Les résultats de sécurité jusqu'à présent sont rassurants, mais les études à ce jour sont trop petites pour traiter des événements indésirables graves moins courants ou rares. Contrairement aux essais cliniques de produits thérapeutiques, dans lesquels la sécurité est mise en balance avec les avantages pour les patients, les essais de vaccins doivent mettre en balance la sécurité contre le risque d'infection, et non avec l'issue de la maladie. Étant donné que les vaccins sont administrés à des personnes en bonne santé et, pendant la pandémie de COVID-19, potentiellement à tout le monde après approbation après les essais de phase 3, la sécurité est primordiale… «
«Dans la plupart des contextes, l'autorisation doit dépendre d'une efficacité prouvée à court et à long terme contre la maladie (pas seulement l'immunogénicité) et de données de sécurité plus complètes … L'assurance de la sécurité exigera alors une surveillance à grande échelle après l'homologation. Une telle surveillance n'est pas satisfaisante mis en place dans de nombreux contextes, et des efforts rapides doivent être déployés par les gouvernements, les régulateurs et les bailleurs de fonds de la recherche mondiale pour mettre ces systèmes en place.

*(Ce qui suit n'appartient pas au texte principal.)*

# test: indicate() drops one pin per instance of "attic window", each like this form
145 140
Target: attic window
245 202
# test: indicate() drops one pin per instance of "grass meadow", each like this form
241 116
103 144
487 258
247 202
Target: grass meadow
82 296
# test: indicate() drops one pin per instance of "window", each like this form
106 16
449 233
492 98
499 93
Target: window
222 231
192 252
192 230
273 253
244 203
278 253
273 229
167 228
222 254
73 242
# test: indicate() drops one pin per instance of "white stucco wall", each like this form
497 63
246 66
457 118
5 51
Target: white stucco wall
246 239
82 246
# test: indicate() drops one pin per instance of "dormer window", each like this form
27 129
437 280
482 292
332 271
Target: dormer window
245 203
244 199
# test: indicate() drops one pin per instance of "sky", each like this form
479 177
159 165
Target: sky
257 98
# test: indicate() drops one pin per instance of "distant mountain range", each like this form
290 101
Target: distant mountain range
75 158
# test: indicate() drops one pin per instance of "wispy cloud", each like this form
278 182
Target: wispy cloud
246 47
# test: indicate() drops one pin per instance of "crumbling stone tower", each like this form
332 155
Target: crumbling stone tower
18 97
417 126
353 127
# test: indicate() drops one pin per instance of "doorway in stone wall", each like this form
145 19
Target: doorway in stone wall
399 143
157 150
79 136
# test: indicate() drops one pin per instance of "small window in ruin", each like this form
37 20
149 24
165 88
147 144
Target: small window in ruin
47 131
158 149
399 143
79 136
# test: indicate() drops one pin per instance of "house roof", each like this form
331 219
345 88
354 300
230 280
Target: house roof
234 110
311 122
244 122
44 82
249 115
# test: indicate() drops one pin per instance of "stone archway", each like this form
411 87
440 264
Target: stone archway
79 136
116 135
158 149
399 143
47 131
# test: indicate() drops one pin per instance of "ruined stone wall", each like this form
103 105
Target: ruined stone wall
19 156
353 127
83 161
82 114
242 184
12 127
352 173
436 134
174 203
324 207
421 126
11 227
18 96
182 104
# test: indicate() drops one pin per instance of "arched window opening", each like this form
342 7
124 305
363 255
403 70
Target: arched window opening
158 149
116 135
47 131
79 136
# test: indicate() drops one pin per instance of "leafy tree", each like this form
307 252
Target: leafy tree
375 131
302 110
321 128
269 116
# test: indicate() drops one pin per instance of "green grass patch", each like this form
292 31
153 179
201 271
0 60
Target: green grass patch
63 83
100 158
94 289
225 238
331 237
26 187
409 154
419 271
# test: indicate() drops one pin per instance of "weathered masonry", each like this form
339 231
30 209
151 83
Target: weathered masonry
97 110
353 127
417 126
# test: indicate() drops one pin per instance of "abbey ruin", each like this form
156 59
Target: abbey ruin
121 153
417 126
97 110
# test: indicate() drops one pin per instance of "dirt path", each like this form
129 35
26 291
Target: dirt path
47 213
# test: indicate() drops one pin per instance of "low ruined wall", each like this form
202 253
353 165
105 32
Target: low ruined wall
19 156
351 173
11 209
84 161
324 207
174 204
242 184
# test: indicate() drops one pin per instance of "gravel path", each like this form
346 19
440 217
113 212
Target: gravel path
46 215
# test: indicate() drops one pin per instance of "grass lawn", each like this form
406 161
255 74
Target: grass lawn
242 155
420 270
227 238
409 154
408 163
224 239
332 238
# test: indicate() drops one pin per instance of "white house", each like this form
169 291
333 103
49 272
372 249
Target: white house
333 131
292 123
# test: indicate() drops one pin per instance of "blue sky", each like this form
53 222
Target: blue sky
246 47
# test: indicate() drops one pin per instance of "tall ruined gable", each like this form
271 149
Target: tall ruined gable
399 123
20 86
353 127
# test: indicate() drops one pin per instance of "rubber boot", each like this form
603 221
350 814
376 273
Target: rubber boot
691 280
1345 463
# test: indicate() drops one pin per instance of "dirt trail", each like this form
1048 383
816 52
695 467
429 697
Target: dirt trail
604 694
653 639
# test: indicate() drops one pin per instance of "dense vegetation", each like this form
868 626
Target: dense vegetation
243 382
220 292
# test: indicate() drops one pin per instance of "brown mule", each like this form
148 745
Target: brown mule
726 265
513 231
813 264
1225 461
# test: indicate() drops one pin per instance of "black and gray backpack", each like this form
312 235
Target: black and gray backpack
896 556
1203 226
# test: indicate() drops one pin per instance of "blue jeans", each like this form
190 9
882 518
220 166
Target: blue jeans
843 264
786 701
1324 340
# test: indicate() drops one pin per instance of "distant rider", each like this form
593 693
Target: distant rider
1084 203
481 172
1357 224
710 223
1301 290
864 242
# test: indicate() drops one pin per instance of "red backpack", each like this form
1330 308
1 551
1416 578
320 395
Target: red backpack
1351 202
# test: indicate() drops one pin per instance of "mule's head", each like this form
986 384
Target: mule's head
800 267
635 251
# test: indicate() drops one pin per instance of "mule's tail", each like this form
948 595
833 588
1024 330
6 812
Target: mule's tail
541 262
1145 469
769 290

La surveillance sera également vitale pour montrer la réduction de la transmission, qui doit provenir des essais de phase 3 puisqu'ils sont alimentés pour détecter les issues de la maladie à COVID-19 et non l'infection asymptomatique par le SRAS-CoV-2… «
« Certes, la plupart des vaccins antérieurs étaient conçus pour cibler la maladie et non l'infection en tant que telle, mais avec le COVID-19, le grand public pouvait s'attendre à des réductions frappantes de la transmission de la maladie après l'introduction généralisée du vaccin. De tels effets seraient les bienvenus s'ils se produisaient. , mais ils sont loin d'être certains. Un vaccin qui réduit la maladie mais ne prévient pas l'infection pourrait paradoxalement aggraver les choses. Il pourrait faussement rassurer les receveurs sur leur invulnérabilité personnelle, réduisant ainsi les comportements d'atténuation de la transmission. En retour, cela pourrait entraîner une exposition accrue chez les personnes âgées les adultes chez qui l'efficacité est susceptible d'être plus faible, ou parmi d'autres groupes à risque plus élevé qui pourraient avoir une acceptation et une utilisation plus faibles du vaccin… «
«Compte tenu du bilan douloureux de la pandémie de COVID-19 et de son ampleur, plus il y a de candidats vaccins qui obtiennent de bons résultats précoces, mieux c'est. En fin de compte, tous les candidats vaccins devront démontrer leur innocuité et prouver leur efficacité clinique durable (y compris dans des groupes à un plus grand risque) dans de grands essais randomisés avant de pouvoir être généralisés. Un accès équitable nécessitera de multiples producteurs et fournisseurs de vaccins dans divers contextes. Chacun de leurs succès nous conduira ensemble vers notre nouveau jour collectif, tant attendu. «
La source:
Référence du journal:
Logunov, D.Y., et coll. (2020) Innocuité et immunogénicité d'un vaccin anti-COVID-19 hétérologue à base de vecteurs rAd26 et rAd5 en deux formulations: deux études de phase 1/2 ouvertes et non randomisées en Russie. The Lancet. doi.org/10.1016/S0140-6736(20)31866-3.